Setelah palu diketuk, gelombang kekecewaan tak hanya dirasakan oleh para korban. Kekecewaan itu hadir dari lembaga resmi negara seperti Komisi Nasional Hak Asasi Manusia (Komnas HAM) dan lembaga-lembaga pembela HAM lainnya.
Komnas HAM menilai, vonis yang dijatuhkan telah melukai rasa keadilan di tengah-tengah masyarakat. Keputusan itu dinilai tak berpihak pada korban, tak memiliki kepekaan terhadap apa yang dirasakan oleh keluarga yang ditinggalkan.
"Komnas HAM sangat menyesalkan vonis ringan dan vonis bebas terhadap beberapa pihak yang diduga sebagai pelaku dalam tragedi Kanjuruhan yang sudah menimbulkan 135 orang meninggal dunia," kata Komisioner Komnas HAM Anis Hidayah.

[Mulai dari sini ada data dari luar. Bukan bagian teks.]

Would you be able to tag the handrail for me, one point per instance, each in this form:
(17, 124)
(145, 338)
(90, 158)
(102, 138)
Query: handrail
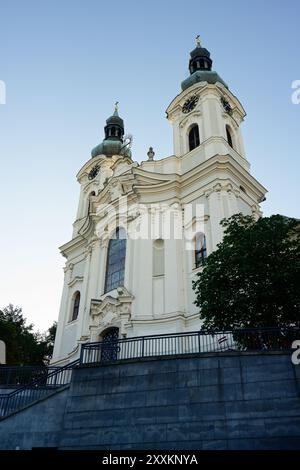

Tak hanya Komnas HAM, Amnesty International Indonesia juga turut menumpahkan kekecewaan dalam putusan tragedi Kanjuruhan ini.
Direktur Eksekutif Amnesty International Indonesia Usman Hamid mengatakan, pihak berwenang dinilai gagal memberikan keadilan kepada para korban.
"Kami mendesak pemerintah untuk memastikan akuntabilitas seluruh aparat keamanan yang terlibat dalam Tragedi Kanjuruhan," ucap Usman.
Baca juga: Polisi Terdakwa Tragedi Kanjuruhan Divonis Bebas karena Gas Air Mata Tertiup Angin
Dia berharap proses hukum yang akuntabel tidak hanya diterapkan pada petugas lapangan, tetapi juga hingga ke tataran komando.
Ini diperlukan untuk memberikan keadilan pada korban dan memutus rantai impunitas para pejabat tinggi yang melanggar hukum.
"Salah satu cara untuk mencapai hal tersebut adalah melalui peradilan yang adil, imparsial, terbuka dan independen," kata Usman.
Tragedi Kanjuruhan telah menewaskan ratusan penonton pertandingan sepakbola Liga 1 antara Arema FC dan Persebaya Surabaya yang digelar pada Sabtu (1/10/2022).
Tragedi bermula setelah laga bertajuk derbi Jawa Timur itu. Pertandingan antara Arema FC vs Persebaya berlangsung ketat.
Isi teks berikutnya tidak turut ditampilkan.